Raúl Arrabales Moreno

Neurociencia Cognitiva, Inteligencia Artificial y Conciencia Artificial

Breve Introducción al Aprendizaje Automático (sin matemáticas)

Machine Learning

La disciplina del Aprendizaje Automático (Machine Learning) se centra en el estudio y el desarrollo de algoritmos que aprenden a partir de los datos.


Para entender cómo funciona el Aprendizaje Automático, es preciso conocer primero el concepto de algoritmo. Tengamos en cuenta que hay muchos tipos de algoritmos, pero no todos son capaces de generar aprendizaje. Veremos a continuación qué entendemos por algoritmo en general, para luego pasar a descubrir qué tienen de especial los algoritmos que aprenden.

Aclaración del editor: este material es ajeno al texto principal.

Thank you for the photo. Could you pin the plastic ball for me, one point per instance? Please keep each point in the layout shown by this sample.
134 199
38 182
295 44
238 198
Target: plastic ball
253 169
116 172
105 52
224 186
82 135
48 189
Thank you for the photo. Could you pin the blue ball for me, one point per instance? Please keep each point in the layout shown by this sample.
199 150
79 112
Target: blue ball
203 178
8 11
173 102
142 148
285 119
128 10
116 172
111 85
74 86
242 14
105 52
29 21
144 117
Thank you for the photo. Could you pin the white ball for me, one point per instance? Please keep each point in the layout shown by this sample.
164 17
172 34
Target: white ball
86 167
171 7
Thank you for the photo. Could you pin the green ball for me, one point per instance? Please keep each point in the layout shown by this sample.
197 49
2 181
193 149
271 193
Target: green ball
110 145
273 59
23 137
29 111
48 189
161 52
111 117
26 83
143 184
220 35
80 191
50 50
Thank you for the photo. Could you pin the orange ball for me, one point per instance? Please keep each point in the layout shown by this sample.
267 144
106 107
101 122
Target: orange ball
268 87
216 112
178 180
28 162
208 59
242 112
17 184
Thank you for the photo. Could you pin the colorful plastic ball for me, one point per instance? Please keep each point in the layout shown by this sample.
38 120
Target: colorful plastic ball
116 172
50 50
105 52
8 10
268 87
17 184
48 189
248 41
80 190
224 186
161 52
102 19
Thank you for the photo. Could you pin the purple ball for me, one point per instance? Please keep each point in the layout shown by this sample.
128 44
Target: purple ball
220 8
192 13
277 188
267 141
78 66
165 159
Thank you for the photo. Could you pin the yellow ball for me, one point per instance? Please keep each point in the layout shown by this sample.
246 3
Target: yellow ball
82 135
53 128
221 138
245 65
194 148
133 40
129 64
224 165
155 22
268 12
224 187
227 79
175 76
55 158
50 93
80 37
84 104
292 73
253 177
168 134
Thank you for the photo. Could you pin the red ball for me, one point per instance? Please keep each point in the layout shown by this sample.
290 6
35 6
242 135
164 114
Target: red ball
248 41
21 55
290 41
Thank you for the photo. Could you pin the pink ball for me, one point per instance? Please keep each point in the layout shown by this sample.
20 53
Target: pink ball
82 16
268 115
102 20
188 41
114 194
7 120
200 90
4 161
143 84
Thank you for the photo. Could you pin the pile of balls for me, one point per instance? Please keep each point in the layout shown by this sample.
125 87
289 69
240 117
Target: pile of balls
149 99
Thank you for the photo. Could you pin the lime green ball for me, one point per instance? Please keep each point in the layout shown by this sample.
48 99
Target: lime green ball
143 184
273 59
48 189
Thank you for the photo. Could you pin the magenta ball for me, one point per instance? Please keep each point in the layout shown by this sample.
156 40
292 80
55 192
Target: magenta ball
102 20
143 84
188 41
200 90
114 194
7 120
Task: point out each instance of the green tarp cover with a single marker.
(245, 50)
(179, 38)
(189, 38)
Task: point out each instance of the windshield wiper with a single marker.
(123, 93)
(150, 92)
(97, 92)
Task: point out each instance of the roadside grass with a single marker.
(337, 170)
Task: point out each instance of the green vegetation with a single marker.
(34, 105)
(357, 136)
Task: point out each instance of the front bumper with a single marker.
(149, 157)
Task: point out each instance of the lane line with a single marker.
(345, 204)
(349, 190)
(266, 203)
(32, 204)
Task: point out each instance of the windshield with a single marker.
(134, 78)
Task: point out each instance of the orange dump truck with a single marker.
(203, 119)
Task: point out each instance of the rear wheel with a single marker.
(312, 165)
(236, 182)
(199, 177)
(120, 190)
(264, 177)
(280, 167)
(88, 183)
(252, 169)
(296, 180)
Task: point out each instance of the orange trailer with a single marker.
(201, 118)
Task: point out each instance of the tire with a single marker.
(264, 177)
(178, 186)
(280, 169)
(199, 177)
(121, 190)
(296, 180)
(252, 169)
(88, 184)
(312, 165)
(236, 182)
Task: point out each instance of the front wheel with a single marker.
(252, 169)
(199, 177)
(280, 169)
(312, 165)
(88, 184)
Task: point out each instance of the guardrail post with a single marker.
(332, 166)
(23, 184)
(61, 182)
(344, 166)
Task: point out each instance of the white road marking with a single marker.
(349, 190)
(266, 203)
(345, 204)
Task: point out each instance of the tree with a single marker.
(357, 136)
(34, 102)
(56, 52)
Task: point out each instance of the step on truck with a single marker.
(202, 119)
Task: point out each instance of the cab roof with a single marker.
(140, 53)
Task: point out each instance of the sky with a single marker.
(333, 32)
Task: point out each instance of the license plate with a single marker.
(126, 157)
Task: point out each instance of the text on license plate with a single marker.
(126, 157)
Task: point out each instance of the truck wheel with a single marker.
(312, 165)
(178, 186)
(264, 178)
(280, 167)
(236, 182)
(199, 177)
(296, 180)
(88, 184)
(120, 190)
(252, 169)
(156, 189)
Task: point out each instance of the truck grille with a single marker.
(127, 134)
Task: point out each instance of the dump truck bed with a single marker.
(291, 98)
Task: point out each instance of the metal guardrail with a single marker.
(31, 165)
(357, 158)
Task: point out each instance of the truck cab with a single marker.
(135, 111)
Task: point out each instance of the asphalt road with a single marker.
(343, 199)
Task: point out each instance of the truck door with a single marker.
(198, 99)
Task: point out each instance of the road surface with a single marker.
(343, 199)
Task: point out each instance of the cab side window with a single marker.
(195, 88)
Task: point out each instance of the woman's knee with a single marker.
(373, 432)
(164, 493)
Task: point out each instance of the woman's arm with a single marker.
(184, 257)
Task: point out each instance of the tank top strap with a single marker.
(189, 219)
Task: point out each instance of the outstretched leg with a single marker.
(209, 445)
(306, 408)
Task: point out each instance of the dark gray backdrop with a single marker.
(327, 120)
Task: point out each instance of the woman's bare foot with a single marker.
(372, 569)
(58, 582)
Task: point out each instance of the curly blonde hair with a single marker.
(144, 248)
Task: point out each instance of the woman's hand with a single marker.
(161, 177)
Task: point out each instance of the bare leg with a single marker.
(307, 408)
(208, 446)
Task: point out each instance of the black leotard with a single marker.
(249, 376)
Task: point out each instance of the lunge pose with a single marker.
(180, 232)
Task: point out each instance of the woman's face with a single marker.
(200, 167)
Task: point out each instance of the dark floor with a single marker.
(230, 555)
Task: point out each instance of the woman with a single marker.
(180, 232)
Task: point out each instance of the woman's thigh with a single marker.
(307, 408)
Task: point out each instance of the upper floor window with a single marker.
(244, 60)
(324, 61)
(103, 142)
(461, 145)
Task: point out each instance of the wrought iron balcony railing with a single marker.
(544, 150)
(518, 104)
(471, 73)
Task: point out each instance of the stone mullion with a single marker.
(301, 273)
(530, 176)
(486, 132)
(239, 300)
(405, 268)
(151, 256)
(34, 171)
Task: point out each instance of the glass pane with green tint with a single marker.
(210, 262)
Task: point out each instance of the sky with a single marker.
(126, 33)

Un algoritmo no es otra cosa que una serie de instrucciones (como una receta de cocina) que, en el caso de la informática, pueden ser ejecutadas por un ordenador:

Es decir, un algoritmo no es otra cosa que una especie de “inteligencia preprogramada”. Al igual que una receta de cocina contiene la información necesaria para hacer, por ejemplo, una tortilla de patata. En este caso, el esquema sería:

Del ejemplo anterior se deriva claramente que, si no tengo patatas ni huevos, por muy buenas recetas que tenga, no voy a obtener una tortilla de patatas. Por eso, en el mundo del análisis de datos, le damos mucha más importancia a la calidad del dato que a los algoritmos en sí mismos.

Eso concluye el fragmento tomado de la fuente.